2011 – 2014 döneminde 2012 yılı, yüzde 3 civarındaki ÜFE düzeyiyle Avrupa Borç krizinin yansımalarını içeriyor. Haziran ayları 2005-2014 için 2009 yılı dışında kararlı bir trend içinde artıyor. Benzer şekilde, Haziran ayı Yurtiçi ÜFE için de 2009 sonrasını artan trend içinde tamamlıyor. Üretici fiyatlarımız, küresel fiyat artış ve azalışlarını aynı dalga boylarıyla ve aynı oynaklık içinde hareket ediyor. Böylesine birebir boyutlu etkileşim dış satımlarımızdaki maliyetlerin tamamen dışa bağımlı seyrettiğini tanımlıyor. Daha da kötüsü, kırılganlığımızı en hassas boyutuyla resmediyor. İhracatçı için hem içerdeki enfl asyonlar hem de dışardaki enfl asyonlar önemlidir. Çünkü mamul ve yarı mamul mal stokları üretimin maliyetlerini fiyat artışlarından etkilenerek ortaya koyarlar. Bunun yanında bir de içerdeki fiyatlara hassas boyutuyla öne çıkan ödemeler yer alır. Çalışanlara ödenenler, elektrik, su, doğalgaz, kira, ulaşım gibi sabit giderler yer alır ki; bunlar Yurtiçi TÜFE’den yoğun etkileşim içindedir. Tüm bunlar şu anlama geliyor: İhracatçı, maliyet artışlarını kısmen satış fiyatlarına yansıtırken kısmen de kâr marjlarına katlanmak zorunda kalıyor. Eğer yurtdışı satışlarımızda katma değer yaratmış buluş ve tasarımlarımız olabilseydi rekabet üstünlüğünü fiyat kırarak değil de yarattığımız değerlerin çekiciliğini kullanarak aşabilirdik. 

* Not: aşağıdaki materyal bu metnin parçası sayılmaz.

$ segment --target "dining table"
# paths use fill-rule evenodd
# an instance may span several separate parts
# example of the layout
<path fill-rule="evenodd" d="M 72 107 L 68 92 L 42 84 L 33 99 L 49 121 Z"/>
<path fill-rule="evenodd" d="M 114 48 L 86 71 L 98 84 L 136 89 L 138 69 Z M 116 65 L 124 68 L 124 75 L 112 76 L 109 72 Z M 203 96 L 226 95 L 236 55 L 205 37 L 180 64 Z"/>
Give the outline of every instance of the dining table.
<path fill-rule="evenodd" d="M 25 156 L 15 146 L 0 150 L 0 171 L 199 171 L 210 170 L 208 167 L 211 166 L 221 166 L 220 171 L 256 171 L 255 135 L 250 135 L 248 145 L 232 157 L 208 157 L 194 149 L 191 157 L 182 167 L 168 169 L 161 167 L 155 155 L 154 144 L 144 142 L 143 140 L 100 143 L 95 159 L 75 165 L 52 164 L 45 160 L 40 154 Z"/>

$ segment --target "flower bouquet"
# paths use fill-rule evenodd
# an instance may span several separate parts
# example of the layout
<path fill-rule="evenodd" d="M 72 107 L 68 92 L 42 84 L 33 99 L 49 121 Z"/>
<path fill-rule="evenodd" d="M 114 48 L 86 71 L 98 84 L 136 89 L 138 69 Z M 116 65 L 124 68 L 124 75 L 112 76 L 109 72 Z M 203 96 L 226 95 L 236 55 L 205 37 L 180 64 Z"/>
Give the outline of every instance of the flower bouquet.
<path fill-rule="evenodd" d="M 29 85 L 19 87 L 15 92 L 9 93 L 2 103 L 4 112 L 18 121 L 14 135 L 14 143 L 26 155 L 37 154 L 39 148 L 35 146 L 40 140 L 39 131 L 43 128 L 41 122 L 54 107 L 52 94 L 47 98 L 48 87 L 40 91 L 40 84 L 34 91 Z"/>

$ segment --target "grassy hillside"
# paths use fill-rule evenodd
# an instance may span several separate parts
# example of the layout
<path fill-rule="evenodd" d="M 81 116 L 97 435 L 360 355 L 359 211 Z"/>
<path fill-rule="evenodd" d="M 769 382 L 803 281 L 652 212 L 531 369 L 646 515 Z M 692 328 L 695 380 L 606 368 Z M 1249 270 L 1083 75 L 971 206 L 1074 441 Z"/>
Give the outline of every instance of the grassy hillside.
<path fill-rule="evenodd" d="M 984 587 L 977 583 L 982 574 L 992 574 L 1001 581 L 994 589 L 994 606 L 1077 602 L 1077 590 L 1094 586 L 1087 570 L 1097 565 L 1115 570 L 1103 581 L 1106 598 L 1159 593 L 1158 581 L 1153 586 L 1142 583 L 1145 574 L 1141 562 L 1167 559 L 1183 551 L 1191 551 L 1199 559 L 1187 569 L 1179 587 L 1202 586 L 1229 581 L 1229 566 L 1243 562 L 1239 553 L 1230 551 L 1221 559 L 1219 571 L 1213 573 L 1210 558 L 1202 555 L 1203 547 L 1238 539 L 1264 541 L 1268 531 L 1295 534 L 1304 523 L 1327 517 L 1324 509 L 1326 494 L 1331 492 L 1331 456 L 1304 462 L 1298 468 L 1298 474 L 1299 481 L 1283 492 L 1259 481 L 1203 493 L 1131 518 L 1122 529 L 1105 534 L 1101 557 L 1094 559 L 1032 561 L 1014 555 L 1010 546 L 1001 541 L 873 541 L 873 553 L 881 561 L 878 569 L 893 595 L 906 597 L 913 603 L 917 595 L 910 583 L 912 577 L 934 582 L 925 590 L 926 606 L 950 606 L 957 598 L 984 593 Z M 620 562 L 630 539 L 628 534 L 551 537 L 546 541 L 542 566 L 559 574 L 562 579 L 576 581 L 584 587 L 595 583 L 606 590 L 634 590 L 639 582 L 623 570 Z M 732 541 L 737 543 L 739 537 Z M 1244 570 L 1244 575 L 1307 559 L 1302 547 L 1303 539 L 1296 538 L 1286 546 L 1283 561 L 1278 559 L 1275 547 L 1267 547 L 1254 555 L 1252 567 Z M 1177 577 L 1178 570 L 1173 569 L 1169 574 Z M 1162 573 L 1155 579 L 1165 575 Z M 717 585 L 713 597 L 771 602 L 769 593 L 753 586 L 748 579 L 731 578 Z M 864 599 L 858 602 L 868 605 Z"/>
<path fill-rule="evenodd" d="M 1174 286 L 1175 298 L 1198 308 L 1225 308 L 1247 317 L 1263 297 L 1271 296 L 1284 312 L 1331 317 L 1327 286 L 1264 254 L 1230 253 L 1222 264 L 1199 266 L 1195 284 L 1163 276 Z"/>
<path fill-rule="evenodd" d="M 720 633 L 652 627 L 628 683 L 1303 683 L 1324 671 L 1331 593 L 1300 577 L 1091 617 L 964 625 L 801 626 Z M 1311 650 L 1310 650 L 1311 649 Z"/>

1980 sonrasının belirginleşen küreselleşme eğilimi, ulusal ekonomimiz için döviz açığı sorunlarına çözüm oluşturamamıştır. Brüt döviz rezervi üç aylık ithalatımızı karşılıyor ancak, özel sektörün kısa vadeli borcu söz konusu olduğunda tam sınırda bir seviyeyle denk geliyor. Kırılganlığımızla ilgili ifadeler, hep bu özel sektör borçluluğu çerçevesinde şekilleniyor. Eğer 2015 sonu 2016 başı için FED’in faizleri yukarı yönlü bir patikaya oturtulmuşsa, bu en çok da bizi etkiliyor. Öyleyse dışa bağımlılık parametrelerimizi sıralayalım: 
● Kısa vadeli dış borçluluk 
● Enerji maliyetleri ve enflasyona üzerindeki etkisi 
● Ödemeler dengesinin finansmanında hem portföy hem de doğrudan yatırımlar boyutuyla bağımlılık 
Ortaya 3 farklı dinamik çıkartan dış bağımlılık, bu temel değişkenlerin girdisi olduğu yatırımlar, krediler, tasarrufl ar üzerinden de tüm ekonomiyi bir anda etkisi altına alabilmektedir. Biz inşaat, turizm ve tekstilde üretim yaptığımızı hesaplayarak gerçeğe kulaklarımızı tıkıyoruz sadece. İnşaat’ta 8 şiddetinde Kobe depreminde Japonya dünyaya teknoloji potansiyelini gösterdi. Japon mühendisler, denizin içine beton döktüler. Almanlar ve Amerikalılar, nefes alıp verebilen aynı zamanda su geçirmeyen teknik tekstil ürünlerle konfeksiyondaki bizim moda tasarımlarımızın ulaşamadığı bir yere oturdular. Turizmdeki hizmet anlayışımız kış turizmi potansiyelini fark edebilmekten uzak kaldı yıllar yılı.